Selon lui, le projet actuel approuvé par le ministère de l’Intérieur, qui permet de stocker une copie de la CIN biométrique dans le système d’information, comporte des failles.

Ce système pourrait faire l’objet d’un vol de données personnelles à l’étranger en raison de l’existence d’un système d’information unifié, qui affecterait, par conséquent, la souveraineté nationale.

Chawki Gaddes a estimé, d’autre part, que le fait de lier l’obtention d’un passeport biométrique à la nécessité d’avoir une CIN biométrique, pourrait affecter les données personnelles des citoyens. Il a, par ailleurs souligné qu’à partir de 2024, le passeport, dans sa forme actuelle, ne sera plus valide

Rappelons que le ministère de l’Intérieur a organisé, samedi 26 février 2022, une journée d’étude dédiée au passeport et à la CIN biométriques.

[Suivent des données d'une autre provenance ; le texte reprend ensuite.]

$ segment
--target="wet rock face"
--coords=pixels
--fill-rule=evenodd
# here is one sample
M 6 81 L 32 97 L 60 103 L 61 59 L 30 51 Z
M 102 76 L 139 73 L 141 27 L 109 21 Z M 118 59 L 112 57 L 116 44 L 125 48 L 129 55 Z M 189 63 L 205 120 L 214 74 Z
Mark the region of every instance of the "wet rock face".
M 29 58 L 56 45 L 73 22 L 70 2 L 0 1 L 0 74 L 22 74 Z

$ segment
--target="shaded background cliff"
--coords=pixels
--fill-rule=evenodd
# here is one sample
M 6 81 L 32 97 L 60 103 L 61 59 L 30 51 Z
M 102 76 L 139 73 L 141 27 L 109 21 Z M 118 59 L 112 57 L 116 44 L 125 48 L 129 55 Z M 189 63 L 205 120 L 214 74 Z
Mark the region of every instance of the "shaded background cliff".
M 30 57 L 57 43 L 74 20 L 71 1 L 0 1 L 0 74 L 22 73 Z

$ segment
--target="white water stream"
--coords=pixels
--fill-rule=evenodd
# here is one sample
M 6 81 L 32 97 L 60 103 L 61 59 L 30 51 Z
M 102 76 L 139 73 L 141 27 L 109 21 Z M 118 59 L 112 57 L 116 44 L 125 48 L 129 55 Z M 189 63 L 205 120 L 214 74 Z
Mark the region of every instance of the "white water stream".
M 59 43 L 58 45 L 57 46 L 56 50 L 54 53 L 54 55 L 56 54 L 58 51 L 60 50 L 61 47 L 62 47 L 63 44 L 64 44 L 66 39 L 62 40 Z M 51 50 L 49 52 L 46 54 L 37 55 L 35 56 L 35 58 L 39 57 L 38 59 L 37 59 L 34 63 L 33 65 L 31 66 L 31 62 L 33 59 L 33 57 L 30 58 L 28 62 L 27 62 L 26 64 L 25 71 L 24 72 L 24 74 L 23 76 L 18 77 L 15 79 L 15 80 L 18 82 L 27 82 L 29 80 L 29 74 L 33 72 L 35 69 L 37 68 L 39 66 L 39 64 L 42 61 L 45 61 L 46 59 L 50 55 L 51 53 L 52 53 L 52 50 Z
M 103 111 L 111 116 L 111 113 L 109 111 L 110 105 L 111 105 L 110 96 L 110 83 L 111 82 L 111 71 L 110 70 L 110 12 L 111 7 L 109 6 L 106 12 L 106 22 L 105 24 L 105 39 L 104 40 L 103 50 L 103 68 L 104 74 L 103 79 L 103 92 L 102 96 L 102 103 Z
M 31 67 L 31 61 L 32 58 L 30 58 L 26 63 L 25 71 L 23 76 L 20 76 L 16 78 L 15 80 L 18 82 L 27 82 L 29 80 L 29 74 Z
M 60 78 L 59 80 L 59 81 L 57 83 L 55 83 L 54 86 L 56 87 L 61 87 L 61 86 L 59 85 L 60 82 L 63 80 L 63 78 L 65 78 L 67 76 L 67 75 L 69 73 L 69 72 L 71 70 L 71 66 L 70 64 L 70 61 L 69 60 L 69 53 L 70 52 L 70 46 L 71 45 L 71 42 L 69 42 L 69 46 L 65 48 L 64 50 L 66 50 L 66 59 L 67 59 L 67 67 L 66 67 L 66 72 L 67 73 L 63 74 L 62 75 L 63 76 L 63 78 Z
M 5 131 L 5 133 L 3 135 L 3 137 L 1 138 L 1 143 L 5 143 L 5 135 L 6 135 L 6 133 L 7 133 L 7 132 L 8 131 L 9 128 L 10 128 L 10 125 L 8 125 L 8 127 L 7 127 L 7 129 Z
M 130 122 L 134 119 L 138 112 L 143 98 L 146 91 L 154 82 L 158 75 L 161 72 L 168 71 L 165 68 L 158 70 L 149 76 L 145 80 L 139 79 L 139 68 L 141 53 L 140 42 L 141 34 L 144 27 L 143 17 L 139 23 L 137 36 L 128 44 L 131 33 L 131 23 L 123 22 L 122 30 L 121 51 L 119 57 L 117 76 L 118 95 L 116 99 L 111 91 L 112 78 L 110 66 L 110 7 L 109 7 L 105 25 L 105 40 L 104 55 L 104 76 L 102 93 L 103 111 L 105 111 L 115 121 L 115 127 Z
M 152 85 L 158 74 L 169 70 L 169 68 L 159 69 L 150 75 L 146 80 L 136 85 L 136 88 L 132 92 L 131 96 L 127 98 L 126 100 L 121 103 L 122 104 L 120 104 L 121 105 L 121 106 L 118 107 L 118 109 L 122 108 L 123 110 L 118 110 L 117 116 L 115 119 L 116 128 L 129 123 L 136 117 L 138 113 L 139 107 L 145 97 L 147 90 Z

Alors que le département avait annoncé qu’il est en train d’accélérer la mise en place de ce nouveau système de documents d’identité, il était important de souligner la question du respect des données personnelles. Dans ce sens, l’accent a été mis sur la nécessité d’impliquer l’INPDP avant l’adoption de ce projet.

Une trentaine d’organisations et associations nationales avaient appelé, le 24 janvier dernier, le ministère de l’Intérieur à renoncer au projet de passeport et de carte d’identité biométriques.

Le département de l’Intérieur a organisé de nombreuses sessions de travail pour accélérer la mise en place du passeport et de la CIN biométriques dans le but d’acquérir les différents équipements afin de mettre en place ce système d’identité nationale dans le cadre de la numérisation des différentes procédures moyennant un budget supplémentaire alloué.

Le projet de loi organique concernant le changement de la carte d’identité nationale a été validé en juillet 2016 par un conseil des ministres.

Cette dernière ne contiendra ni le métier ni l’empreinte de la personne pour éviter tout risque d’inégalité entre les citoyens. Ces cartes d’identité nationales intelligentes se baseront sur un identifiant unique pour chaque citoyen.